Monday, June 1, 2009

How we should drive a LED?

LED works with a linear current control or Constant current control because of the following reasons:

The Current has a non-linear relationship with the Relative intensity of the LED.
The variation of the Current will change the dominant wavelength of a LED.
So it is necessary to maintain a constant current thus to ensure constant LED colour.
The current control supply can be all SMT components; this high power resistor is eliminated. This reduces the assembly complexity. Again this will give a cost saving.
Reduce power dissipation at high temperature, high supply voltage, and lower LED forward voltage condition. (as compared to a resistor drive)

Constant current source will give better, more uniform appearance, and allow it to meet a tighter tolerance specification.

Two technologies can be considered in designing the LED driver: the first one is linear current control driver; the second is switch mode current control driver.
The Linear current control or constant current source is commonly used due to lower cost than the Switch mode current control driver.

LED Constant Current Source
A constant current source for LED is usually consisting of a small integrated circuit and several external components, the constant current configuration serves as a relatively inexpensive LED driver solution. The drive current is typically set during design by the use of an external resistor connected between ground and a single pin of the IC chip package. The circuitry is compact enough to fit directly on the circuit board along with the LED lights in the array. As the voltage fluctuates during operation, the constant current source will do the job to compensate and to maintain a steady current output for each of the LEDs within the array. Lighting systems equipped with multiple LEDs may operate from several redundant constant current sources. In such a case, the components are located upon the same circuit board and share a common power supply. Individual sub-circuits will appear to operate as one.

Junction Voltage Drop Variations
Another common cause of voltage fluctuation is the result of varying junction temperatures within the LED. As current passes through the LED, the junction temperature will begin to increase. This increase in temperature causes the forward voltage drop across the junction to decrease. Reductions in forward voltage lead to an increase of total current flowing through the LED light. The increase in current causes an increase in temperature. This continuous cycle can lead to catastrophic failure unless the current is limited. High power LEDs are extremely susceptible to variations in forward voltage. The constant current source provides an ideal solution in order to achieve a reliable circuit and prevent risk of thermal run away.

Manufacturing deviation
Imperfections during the LED manufacturing process can cause individual LED characteristics to vary somewhat drastically. The binning process relieves this dilemma by categorizing LEDs according to key characteristics including luminous intensity, spectral wavelength, and forward voltage drops. However, LEDs common to a voltage bin typically do not present identical forward voltage drops.
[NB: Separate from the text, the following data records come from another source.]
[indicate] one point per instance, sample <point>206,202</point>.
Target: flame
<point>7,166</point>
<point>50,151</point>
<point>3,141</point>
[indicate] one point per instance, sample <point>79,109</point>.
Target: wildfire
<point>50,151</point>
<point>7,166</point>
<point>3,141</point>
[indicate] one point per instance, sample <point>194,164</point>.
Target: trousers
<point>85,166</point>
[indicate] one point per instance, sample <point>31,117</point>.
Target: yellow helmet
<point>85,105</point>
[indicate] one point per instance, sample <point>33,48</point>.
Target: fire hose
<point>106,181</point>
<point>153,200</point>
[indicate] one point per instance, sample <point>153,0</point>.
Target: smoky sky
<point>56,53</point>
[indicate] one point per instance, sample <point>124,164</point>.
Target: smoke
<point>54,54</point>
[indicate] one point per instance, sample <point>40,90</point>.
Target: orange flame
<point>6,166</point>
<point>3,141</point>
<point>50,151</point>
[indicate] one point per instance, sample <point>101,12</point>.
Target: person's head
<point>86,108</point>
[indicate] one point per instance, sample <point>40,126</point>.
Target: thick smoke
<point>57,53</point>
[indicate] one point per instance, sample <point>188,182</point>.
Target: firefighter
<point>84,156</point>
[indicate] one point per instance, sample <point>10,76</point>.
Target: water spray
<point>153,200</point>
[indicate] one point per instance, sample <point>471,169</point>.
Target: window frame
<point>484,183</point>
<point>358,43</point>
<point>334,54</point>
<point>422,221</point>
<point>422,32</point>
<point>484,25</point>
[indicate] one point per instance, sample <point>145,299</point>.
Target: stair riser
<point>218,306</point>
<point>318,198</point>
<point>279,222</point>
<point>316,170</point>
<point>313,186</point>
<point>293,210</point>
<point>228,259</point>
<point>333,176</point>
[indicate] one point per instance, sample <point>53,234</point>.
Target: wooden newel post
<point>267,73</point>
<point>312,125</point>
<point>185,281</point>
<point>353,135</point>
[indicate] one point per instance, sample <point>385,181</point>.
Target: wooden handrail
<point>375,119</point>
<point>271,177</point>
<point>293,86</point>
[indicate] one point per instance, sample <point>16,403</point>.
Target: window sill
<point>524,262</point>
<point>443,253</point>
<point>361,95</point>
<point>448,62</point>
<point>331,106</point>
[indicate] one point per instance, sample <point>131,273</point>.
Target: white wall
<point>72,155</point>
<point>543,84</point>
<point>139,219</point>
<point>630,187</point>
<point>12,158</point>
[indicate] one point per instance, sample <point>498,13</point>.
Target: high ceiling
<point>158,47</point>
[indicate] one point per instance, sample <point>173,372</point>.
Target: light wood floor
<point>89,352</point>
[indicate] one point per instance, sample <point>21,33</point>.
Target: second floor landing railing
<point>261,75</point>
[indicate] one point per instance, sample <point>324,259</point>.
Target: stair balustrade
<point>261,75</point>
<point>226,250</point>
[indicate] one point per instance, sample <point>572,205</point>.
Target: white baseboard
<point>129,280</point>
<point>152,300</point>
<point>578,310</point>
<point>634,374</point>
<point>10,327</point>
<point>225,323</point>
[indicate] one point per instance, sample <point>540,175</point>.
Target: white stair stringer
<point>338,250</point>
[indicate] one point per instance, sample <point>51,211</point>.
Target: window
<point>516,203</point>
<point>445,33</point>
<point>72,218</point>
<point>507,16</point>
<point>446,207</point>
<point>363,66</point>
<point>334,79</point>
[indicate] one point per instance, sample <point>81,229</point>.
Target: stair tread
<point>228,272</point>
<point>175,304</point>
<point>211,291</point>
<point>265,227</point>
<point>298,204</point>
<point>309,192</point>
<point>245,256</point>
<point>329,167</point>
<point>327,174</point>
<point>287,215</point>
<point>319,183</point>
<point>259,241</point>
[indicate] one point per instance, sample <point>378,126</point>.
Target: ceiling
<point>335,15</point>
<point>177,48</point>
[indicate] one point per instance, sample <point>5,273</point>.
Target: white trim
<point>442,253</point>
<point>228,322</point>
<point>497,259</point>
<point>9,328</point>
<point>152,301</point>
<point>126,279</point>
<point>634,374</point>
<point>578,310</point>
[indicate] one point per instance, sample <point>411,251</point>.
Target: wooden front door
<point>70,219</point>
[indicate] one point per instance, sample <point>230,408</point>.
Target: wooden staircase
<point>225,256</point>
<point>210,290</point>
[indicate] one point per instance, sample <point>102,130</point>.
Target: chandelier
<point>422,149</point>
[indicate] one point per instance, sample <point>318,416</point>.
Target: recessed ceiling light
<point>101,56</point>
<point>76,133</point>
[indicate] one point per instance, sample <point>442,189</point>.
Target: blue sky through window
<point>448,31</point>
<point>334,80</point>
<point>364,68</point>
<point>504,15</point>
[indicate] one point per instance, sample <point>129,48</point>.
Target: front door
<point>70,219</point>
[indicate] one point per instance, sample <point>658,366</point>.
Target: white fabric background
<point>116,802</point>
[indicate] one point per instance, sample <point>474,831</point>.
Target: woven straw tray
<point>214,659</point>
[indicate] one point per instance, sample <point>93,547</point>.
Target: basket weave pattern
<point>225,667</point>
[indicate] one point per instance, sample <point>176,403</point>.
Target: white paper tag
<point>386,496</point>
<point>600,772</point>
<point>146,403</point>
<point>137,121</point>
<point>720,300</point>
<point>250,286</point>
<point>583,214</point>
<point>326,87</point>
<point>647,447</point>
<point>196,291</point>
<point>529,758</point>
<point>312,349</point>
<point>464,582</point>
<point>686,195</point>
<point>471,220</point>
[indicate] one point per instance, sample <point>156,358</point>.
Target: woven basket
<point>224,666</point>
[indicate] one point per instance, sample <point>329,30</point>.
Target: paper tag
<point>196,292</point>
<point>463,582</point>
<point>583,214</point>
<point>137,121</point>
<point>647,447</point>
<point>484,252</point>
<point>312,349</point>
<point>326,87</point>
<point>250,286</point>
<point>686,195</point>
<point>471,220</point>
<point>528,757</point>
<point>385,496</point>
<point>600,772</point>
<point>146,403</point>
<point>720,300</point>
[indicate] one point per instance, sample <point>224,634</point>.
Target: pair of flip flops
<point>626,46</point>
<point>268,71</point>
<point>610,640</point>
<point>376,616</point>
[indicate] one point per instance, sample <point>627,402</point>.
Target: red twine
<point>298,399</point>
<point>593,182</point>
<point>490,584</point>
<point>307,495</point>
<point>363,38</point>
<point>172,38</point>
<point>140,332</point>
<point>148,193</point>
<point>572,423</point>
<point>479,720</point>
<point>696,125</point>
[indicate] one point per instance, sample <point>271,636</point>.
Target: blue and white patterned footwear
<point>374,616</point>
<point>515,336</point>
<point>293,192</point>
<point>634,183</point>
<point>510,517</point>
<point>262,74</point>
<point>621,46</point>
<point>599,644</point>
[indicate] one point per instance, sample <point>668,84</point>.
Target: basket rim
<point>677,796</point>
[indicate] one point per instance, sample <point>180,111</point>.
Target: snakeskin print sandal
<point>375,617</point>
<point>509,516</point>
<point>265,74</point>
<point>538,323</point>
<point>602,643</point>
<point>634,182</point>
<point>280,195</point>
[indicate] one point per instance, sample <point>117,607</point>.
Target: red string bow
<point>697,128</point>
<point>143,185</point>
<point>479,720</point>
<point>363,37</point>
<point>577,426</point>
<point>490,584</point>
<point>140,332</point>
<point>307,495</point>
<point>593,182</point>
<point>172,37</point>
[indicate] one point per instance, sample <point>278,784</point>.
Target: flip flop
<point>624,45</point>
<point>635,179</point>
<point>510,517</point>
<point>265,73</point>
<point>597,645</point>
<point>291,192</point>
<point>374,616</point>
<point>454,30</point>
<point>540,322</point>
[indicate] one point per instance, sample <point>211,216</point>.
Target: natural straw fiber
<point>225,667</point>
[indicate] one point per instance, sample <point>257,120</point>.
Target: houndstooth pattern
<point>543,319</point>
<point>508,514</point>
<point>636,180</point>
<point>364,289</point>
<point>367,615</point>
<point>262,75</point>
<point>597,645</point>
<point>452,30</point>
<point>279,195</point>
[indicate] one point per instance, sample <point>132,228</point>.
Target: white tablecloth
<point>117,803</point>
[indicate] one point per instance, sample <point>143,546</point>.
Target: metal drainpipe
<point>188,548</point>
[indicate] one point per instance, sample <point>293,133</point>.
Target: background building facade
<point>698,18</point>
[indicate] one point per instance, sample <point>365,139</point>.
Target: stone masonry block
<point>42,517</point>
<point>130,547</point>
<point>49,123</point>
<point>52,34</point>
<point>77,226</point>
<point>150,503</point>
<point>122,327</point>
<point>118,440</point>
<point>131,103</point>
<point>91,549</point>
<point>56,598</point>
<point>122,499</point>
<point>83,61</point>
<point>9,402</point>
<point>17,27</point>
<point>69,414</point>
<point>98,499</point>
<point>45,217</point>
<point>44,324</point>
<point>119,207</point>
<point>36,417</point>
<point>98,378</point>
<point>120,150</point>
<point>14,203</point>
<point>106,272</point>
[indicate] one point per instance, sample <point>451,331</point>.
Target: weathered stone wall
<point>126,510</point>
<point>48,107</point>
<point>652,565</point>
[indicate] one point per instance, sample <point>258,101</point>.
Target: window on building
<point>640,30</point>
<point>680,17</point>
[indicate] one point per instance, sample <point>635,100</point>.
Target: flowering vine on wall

Furthermore, the difference between the forward voltages of dissimilar bins may be dramatic. Some light emitting diode manufactures may not even offer binning according to forward voltage. As forward voltage differentials will cause drive current differentials. The solution is to apply the constant current source in order to compensate for such deviations caused by the LED manufacturing process.

Simplified Circuitry
Some engineers consider using simple resistor driven circuitry as a bad practice. This is mainly because forward currents can vary as the forward voltage across the LED and junction temperature changes. Deviations during LED manufacturing cause forward voltage drops to vary, which results in dissimilar drive currents. Varying source voltages often associated with automotive applications can also lead to current fluctuations. Although never recommended in lighting systems equipped with high power LEDs, simple resistor driven circuitry does not present such a negative impact when utilized within circuits containing traditional LEDs. However, one should be very cautions employing this technique! Typically the lower power devices such as a 100 mW LED, to not require advanced drive circuitry.

Although advanced circuitry may present numerous advantages when used in conjunction with lower power LEDs, the overall cost efficiency is typically not one of them. Heat dissipation is much less and forward currents only vary slightly in a properly designed circuit.
Considering the benefits cost efficiency are up to one hundred times greater with simplified drive circuitry, it is clear why such small variations in forward current become insignificant.
Selection of appropriate resistors and proper circuit architecture, help assure operation over a minimal current range even as the voltage variables are applied. It is very important to perform resistor calculations using the typical forward voltage drop as specified in the LED datasheets, but also while considering the minimum and maximum specified voltage drops. By doing so, it becomes easy to see how much or how little the forward current may vary between LED lots.